Lesser kestrel mysteries
In October and November every year, tens of thousands of lesser kestrels leave their homes in Europe, Siberia and Kazakhstan and head south to insect-rich Africa.
A very large number of them, perhaps 60 000, choose to head for little Karoo towns like Hanover, Victoria West, De Aar, Vosburg and Philipstown. Here they seek out the tallest trees, usually bluegums or pines, and roost tightly together, each tree harbouring hundreds, sometimes thousands, of lesser kestrels.
They are no larger than rock pigeons. The females are an elegant fawn colour with dark brown markings. The males are more rufous, with grey heads and greyish wing feathers.
These kestrels are flight addicts. Once they’ve finished hawking for insects and mice from telephone wires and fence posts for the day, they come back to town, gliding and rising exuberantly on thermals until long after the sun has gone down and they are no more than dark silhouettes. And they’re gone long before dawn the next morning.
In the third week of January, when numbers are at a peak, volunteers head out to count them. The only time to gain a real idea of their numbers is first thing in the morning, as they leave their roosts. But truly, it is akin to mission impossible.
They give little or no warning before they burst out of the tree in an explosion of pale wings and feathers, wheeling around briefly before heading out into the veld.
Ronelle Visagie of the Endangered Wildlife Trust’s Birds of Prey Programme has to get up at 4am, and then stands among roosting trees with a battered old voice recorder in one hand and her binoculars in another.

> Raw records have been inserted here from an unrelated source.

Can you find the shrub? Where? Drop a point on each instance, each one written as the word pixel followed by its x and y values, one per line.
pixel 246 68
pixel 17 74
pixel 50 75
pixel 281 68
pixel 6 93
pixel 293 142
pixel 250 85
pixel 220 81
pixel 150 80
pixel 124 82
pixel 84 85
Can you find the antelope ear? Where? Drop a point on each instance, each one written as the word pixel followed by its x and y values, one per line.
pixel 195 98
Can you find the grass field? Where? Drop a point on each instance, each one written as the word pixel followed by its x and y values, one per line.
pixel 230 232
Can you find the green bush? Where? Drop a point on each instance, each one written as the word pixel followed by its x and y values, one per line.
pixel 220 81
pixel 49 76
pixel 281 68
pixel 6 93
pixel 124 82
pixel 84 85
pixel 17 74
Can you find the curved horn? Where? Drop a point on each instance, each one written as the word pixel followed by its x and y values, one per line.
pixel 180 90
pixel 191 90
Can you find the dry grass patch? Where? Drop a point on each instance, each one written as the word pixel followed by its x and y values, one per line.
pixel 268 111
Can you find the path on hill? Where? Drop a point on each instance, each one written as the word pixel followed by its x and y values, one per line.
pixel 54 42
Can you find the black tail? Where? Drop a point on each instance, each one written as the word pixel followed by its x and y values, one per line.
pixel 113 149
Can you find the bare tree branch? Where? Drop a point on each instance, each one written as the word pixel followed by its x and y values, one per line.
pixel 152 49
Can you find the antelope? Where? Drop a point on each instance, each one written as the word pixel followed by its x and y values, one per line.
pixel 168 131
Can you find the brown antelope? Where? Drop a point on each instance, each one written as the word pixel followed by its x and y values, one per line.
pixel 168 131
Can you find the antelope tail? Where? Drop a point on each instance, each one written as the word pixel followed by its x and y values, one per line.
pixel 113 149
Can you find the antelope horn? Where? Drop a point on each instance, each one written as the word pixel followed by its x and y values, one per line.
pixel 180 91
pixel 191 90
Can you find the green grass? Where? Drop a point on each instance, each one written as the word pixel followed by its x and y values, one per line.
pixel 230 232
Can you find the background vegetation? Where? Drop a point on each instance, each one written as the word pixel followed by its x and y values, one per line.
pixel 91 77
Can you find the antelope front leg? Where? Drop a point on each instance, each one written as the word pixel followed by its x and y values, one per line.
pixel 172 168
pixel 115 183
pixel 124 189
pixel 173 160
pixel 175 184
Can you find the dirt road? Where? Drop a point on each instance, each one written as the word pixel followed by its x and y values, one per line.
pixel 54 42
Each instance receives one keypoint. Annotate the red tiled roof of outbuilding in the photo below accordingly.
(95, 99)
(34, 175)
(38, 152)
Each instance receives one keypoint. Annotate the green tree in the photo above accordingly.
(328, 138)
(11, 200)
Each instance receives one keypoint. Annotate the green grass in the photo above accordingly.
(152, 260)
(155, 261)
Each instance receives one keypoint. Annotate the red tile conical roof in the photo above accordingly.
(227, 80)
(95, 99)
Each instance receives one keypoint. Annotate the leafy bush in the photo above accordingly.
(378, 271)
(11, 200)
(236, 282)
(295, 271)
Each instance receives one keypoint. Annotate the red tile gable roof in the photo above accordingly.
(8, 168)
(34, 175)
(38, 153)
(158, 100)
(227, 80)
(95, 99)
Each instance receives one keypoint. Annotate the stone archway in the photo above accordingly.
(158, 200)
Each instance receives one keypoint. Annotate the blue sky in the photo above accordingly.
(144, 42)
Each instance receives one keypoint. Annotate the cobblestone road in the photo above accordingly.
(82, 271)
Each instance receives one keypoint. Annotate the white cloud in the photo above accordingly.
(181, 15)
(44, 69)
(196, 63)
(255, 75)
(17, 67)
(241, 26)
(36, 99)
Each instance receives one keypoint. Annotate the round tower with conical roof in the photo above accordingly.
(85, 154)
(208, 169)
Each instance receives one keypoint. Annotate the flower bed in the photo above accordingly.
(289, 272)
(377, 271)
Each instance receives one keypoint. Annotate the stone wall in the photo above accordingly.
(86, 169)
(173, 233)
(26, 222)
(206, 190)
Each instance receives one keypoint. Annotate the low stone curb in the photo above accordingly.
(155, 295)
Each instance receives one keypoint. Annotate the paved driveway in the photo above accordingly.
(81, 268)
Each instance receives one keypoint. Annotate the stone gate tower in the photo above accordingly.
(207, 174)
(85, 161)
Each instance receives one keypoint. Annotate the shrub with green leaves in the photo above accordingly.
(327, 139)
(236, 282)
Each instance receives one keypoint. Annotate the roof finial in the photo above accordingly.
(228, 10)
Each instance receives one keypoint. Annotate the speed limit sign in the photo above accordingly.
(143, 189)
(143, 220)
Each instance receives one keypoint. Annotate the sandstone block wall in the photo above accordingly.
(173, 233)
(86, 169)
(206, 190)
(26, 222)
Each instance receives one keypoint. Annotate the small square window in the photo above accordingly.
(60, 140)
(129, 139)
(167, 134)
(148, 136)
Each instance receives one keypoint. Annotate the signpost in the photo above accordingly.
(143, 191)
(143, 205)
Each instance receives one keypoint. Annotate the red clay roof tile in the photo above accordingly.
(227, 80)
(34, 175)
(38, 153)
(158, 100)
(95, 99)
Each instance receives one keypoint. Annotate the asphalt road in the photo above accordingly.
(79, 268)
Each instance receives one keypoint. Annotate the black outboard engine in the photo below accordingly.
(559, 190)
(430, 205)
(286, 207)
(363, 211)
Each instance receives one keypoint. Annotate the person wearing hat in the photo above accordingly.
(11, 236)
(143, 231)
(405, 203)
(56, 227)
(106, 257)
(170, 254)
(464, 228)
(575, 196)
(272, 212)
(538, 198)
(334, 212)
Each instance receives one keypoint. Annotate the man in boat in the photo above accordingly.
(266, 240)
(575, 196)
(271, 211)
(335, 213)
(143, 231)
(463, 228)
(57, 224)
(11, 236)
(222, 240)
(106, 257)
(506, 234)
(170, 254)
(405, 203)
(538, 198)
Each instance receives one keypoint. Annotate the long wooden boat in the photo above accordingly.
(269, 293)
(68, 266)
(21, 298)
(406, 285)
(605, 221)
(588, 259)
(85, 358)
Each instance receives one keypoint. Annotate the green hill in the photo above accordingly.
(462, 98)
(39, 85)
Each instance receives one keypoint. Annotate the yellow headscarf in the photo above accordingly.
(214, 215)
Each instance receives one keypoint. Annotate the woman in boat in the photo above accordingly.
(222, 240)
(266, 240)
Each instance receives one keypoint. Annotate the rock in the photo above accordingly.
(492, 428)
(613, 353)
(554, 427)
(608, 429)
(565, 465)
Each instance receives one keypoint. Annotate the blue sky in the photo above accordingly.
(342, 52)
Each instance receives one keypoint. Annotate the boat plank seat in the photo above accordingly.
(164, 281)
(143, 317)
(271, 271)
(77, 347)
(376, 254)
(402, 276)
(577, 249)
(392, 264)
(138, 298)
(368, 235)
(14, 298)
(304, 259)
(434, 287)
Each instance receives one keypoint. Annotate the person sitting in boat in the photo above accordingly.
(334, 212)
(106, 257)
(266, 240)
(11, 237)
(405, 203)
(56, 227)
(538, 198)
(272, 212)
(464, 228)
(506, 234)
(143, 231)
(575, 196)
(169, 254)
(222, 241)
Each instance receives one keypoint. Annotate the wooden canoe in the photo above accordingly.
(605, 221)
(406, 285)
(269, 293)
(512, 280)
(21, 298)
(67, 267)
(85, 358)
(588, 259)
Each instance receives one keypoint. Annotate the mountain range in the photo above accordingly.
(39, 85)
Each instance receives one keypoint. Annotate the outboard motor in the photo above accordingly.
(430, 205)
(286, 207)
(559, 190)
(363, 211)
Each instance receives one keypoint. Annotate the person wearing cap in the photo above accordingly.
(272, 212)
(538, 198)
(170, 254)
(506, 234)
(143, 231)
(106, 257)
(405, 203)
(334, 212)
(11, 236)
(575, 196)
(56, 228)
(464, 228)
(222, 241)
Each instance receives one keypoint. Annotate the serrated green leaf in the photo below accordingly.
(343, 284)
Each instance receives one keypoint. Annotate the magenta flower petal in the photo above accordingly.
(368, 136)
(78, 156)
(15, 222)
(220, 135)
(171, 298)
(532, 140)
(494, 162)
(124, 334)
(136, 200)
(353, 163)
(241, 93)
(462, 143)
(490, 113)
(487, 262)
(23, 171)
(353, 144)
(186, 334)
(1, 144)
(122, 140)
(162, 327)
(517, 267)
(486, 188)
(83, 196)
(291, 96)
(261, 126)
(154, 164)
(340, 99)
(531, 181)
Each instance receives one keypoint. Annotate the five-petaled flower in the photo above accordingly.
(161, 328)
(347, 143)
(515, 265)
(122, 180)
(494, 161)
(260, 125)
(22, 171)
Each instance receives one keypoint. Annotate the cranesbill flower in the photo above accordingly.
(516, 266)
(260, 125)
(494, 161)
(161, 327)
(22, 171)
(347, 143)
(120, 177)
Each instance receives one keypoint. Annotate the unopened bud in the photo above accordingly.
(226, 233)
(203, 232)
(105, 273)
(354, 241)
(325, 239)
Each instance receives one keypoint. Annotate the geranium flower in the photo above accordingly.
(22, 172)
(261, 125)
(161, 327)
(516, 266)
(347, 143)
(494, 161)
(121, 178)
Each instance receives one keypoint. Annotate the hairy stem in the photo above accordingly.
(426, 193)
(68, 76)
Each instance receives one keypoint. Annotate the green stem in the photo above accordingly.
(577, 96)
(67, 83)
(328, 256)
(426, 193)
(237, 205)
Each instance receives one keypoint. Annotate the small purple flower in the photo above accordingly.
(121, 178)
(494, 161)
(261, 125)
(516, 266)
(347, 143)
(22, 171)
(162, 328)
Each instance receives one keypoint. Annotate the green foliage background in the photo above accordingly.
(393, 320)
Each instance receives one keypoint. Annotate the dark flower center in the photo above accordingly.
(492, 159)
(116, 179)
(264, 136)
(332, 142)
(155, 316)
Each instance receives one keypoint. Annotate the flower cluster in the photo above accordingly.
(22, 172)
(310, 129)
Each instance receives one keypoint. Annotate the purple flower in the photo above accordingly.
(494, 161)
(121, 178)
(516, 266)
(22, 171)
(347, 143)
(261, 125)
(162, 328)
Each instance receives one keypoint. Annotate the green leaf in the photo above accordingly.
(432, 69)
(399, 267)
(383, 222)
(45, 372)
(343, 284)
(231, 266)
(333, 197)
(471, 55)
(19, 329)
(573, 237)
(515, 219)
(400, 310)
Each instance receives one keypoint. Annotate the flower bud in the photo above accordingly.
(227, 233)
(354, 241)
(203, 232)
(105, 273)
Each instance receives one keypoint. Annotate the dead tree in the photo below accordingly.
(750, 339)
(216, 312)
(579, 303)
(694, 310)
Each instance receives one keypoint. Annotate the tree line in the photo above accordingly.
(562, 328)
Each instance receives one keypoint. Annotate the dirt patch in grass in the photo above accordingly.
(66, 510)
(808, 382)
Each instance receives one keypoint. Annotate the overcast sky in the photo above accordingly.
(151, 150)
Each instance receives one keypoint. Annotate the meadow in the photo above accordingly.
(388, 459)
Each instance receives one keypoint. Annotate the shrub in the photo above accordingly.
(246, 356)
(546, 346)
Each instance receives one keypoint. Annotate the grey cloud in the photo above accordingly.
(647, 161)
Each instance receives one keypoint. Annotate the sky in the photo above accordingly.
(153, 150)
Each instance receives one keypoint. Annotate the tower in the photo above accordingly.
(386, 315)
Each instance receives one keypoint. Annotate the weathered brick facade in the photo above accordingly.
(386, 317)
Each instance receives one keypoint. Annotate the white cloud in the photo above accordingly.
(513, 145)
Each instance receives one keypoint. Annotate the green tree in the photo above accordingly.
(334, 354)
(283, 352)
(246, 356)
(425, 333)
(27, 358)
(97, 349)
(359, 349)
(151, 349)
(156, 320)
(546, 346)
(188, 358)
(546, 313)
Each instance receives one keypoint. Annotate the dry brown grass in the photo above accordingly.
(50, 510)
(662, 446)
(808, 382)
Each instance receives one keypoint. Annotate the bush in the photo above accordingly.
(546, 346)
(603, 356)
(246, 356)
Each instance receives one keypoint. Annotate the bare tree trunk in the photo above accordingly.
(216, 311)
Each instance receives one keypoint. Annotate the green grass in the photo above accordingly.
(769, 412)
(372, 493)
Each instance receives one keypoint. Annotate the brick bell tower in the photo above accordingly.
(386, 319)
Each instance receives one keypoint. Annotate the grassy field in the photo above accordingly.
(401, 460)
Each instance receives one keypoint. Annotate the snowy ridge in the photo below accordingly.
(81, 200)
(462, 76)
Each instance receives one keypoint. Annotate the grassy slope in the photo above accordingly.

I eavesdropped on her once in De Aar.
'Two thousand in the hospital tree. Three hundred from the tree in front of the school. Another thousand from a bluegum in the hospital grounds. Five hundred from the tree near the water tower...'
Each count is at best a guesstimate. They give little or no warning before they burst out of the tree in an explosion of pale wings and feathers, wheeling around briefly before heading out into the veld.
They really are mystery birds. It’s assumed that the Karoo’s lesser kestrels (which come here to eat insects, moult and get a little peace and quiet) come from the Steppes because a ringed lesser kestrel found in 1975 and another in 1983 came from Russia.
A decade later, a lesser kestrel ringed in South Africa was found by a prince in Saudi Arabia, which might be on their flight path. But that is the sum total of our knowledge on their origins.
The other mystery is why they prefer to roost in Karoo towns rather than in trees on quieter farmsteads. Do they find it easier to navigate their way back to a town?
It’s March now, and they’re readying themselves to leave on their 10 000km flight back to their breeding grounds. You can still see them hawking for prey on the side of the road. In a few weeks, they’ll be gone, and the Karoo will look a little lonelier without them.